LostRuins / koboldcpp

A simple one-file way to run various GGML and GGUF models with KoboldAI's UI
https://github.com/lostruins/koboldcpp
GNU Affero General Public License v3.0
4.35k stars 312 forks source link

Support loading multiple models #846

Open Martmists-GH opened 1 month ago

Martmists-GH commented 1 month ago

At the moment, calling load_model a second time causes it to overwrite the previous model. Instead, load_model should return a pointer to some handle struct, and this handle could then be passed around to the other functions in order to invoke actions on it.

If the goal is to maintain backwards compatibility, the existing functions could reference a static handle address while the core logic supports any number of active handles.

LostRuins commented 1 month ago

Actually, the python and C++ methods are not intended to be used by other programs directly as they may be subject to change without warning, rather the API is the preferred way to do it.

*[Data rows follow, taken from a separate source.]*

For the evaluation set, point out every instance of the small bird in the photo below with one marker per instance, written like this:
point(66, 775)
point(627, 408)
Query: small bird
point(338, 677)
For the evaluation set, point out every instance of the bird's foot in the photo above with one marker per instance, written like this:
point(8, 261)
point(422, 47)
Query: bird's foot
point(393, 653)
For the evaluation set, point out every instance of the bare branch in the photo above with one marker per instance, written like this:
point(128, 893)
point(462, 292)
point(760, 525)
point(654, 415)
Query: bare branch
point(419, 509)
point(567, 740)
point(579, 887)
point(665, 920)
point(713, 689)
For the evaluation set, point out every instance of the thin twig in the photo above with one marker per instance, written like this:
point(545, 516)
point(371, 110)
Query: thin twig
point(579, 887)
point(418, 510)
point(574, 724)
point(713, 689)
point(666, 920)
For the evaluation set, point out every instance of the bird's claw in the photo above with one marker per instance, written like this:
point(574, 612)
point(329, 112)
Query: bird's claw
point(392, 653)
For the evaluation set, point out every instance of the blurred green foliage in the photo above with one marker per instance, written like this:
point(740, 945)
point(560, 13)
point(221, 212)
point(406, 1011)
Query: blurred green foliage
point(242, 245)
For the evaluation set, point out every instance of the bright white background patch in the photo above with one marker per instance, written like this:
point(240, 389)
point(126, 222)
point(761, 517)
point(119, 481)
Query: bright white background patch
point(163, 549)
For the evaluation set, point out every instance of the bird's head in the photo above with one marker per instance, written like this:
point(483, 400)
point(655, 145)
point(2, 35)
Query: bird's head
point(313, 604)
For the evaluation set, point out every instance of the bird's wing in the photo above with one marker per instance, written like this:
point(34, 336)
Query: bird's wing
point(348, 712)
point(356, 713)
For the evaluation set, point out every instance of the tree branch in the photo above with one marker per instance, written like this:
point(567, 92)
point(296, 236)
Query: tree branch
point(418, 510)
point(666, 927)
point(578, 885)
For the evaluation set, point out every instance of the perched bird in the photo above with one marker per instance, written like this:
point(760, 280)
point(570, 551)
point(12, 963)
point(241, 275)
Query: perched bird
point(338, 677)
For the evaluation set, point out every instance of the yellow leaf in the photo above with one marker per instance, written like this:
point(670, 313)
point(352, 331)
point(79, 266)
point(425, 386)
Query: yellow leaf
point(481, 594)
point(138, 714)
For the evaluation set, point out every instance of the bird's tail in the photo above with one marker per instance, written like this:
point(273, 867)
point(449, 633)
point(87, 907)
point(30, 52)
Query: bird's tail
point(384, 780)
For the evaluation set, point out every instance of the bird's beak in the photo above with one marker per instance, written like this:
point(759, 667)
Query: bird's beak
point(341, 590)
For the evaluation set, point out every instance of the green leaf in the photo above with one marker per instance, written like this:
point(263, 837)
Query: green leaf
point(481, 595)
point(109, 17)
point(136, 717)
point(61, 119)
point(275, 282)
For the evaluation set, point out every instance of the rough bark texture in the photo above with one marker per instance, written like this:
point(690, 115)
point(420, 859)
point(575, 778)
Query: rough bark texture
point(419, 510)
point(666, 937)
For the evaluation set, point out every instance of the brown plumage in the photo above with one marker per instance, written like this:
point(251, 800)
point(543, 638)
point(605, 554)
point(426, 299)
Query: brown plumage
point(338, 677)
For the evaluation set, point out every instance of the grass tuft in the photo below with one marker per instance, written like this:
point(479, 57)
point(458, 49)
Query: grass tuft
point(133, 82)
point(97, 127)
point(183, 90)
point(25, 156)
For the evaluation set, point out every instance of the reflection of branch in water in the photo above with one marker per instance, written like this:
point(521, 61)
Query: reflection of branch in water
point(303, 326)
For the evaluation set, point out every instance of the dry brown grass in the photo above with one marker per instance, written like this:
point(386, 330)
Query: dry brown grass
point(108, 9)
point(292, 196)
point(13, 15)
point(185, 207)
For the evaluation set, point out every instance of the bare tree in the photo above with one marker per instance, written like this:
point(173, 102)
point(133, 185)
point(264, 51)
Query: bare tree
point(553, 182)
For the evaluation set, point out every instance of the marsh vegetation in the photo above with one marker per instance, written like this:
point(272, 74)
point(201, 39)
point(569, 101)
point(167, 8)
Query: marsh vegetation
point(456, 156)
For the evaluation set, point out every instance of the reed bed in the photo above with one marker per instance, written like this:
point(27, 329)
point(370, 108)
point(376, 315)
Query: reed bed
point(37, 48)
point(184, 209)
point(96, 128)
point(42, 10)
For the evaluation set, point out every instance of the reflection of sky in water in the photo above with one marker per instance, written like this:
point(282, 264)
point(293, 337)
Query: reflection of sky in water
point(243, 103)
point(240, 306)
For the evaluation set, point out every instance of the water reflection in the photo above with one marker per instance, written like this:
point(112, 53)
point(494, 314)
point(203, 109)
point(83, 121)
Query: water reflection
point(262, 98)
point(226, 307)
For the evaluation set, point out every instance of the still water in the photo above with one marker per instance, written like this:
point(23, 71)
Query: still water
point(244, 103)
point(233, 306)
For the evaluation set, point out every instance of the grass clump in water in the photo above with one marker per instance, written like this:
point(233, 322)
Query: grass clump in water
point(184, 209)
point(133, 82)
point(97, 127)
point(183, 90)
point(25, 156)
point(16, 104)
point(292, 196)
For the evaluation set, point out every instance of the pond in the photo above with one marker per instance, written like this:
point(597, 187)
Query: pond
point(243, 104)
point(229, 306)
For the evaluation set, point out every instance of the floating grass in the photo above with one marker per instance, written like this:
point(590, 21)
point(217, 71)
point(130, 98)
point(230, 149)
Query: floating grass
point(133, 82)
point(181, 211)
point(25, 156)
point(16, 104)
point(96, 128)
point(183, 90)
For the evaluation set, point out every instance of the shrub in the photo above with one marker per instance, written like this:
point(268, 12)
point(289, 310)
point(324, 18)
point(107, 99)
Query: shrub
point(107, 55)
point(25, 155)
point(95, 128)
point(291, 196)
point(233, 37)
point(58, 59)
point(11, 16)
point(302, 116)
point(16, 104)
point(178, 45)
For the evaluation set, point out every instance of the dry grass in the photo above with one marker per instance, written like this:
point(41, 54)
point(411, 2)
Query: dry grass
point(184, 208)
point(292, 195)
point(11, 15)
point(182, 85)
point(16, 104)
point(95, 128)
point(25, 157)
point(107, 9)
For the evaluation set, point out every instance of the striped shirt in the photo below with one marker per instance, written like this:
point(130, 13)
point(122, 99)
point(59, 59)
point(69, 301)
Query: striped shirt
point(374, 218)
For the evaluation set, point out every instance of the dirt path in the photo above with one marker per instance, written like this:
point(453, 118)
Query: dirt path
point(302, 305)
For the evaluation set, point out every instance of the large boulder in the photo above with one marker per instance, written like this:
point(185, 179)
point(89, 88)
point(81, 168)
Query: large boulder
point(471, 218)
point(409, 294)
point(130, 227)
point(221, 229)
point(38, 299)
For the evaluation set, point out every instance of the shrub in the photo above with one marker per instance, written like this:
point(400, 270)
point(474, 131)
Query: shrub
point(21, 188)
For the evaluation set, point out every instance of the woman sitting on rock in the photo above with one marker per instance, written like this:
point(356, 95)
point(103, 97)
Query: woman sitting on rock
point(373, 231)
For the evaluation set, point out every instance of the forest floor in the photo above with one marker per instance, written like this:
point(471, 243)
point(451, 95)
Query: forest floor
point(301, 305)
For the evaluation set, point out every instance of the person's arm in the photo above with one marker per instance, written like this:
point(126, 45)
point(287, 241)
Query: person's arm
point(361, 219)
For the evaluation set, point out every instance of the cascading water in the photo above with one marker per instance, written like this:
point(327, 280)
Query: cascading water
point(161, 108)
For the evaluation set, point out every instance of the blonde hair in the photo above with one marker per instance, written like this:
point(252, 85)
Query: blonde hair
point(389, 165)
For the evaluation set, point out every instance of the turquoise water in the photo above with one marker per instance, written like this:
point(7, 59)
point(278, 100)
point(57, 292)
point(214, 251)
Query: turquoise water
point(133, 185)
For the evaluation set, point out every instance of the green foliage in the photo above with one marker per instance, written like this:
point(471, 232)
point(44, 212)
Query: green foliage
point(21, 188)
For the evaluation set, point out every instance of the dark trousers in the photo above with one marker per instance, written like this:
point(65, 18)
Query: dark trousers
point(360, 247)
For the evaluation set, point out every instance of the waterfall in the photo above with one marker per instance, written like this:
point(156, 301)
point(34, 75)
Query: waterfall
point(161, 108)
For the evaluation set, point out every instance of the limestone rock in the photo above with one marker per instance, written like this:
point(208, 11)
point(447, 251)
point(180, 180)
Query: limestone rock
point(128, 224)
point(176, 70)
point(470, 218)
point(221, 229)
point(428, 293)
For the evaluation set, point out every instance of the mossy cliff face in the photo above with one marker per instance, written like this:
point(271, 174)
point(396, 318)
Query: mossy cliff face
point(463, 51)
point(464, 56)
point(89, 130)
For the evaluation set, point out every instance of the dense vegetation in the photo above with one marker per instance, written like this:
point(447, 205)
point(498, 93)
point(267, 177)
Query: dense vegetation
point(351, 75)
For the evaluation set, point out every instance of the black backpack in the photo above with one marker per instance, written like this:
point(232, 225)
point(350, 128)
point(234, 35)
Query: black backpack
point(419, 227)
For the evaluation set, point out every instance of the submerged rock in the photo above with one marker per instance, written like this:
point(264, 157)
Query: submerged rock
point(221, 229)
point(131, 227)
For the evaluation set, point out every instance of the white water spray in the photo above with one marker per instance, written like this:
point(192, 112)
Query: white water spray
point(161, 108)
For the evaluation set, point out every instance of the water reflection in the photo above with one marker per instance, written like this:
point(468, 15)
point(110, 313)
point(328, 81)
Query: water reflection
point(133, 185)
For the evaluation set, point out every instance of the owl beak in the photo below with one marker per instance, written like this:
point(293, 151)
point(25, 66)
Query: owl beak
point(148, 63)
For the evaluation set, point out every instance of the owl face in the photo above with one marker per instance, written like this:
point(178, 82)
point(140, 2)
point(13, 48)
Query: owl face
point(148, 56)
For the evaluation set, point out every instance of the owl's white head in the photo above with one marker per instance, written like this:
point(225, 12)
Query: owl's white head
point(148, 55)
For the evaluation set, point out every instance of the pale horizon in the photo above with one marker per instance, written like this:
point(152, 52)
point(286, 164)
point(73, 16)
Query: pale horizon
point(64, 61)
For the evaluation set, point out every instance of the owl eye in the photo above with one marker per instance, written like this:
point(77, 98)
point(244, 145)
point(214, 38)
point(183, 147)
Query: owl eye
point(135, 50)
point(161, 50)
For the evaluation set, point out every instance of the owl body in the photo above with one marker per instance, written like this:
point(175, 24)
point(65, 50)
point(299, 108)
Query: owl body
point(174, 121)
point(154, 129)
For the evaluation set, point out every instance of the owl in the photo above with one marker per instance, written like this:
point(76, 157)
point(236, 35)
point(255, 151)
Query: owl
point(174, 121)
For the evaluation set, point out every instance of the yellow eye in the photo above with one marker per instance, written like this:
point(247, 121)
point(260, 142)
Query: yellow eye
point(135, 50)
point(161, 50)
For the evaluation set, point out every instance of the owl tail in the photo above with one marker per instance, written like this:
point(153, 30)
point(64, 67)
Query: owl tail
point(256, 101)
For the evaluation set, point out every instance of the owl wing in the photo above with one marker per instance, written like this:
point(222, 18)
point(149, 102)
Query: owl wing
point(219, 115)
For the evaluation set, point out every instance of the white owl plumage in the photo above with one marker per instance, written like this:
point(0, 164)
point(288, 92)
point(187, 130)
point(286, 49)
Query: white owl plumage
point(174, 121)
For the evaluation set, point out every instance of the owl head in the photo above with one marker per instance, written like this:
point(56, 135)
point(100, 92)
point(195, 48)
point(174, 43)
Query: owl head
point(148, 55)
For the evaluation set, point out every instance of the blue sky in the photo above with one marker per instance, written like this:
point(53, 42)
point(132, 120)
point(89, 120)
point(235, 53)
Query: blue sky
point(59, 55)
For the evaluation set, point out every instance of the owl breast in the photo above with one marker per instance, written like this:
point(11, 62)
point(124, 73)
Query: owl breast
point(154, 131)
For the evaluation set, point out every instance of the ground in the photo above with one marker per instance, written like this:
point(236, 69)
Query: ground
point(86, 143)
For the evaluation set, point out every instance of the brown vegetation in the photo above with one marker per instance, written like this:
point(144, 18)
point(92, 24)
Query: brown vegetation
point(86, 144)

But regarding that point - the problem with this is that I don't have a way to effectively free resources taken by a model, which may be partially offloaded to different devices, CPU, GPU etc. Even attempting to unload a dll does not fully release the allocated resources, and the existing deallocation code in GGML leaks memory. The only surefire way to do it right now would be to launch the backend as a separate subprocess, which brings with it the issue of inter-process communication.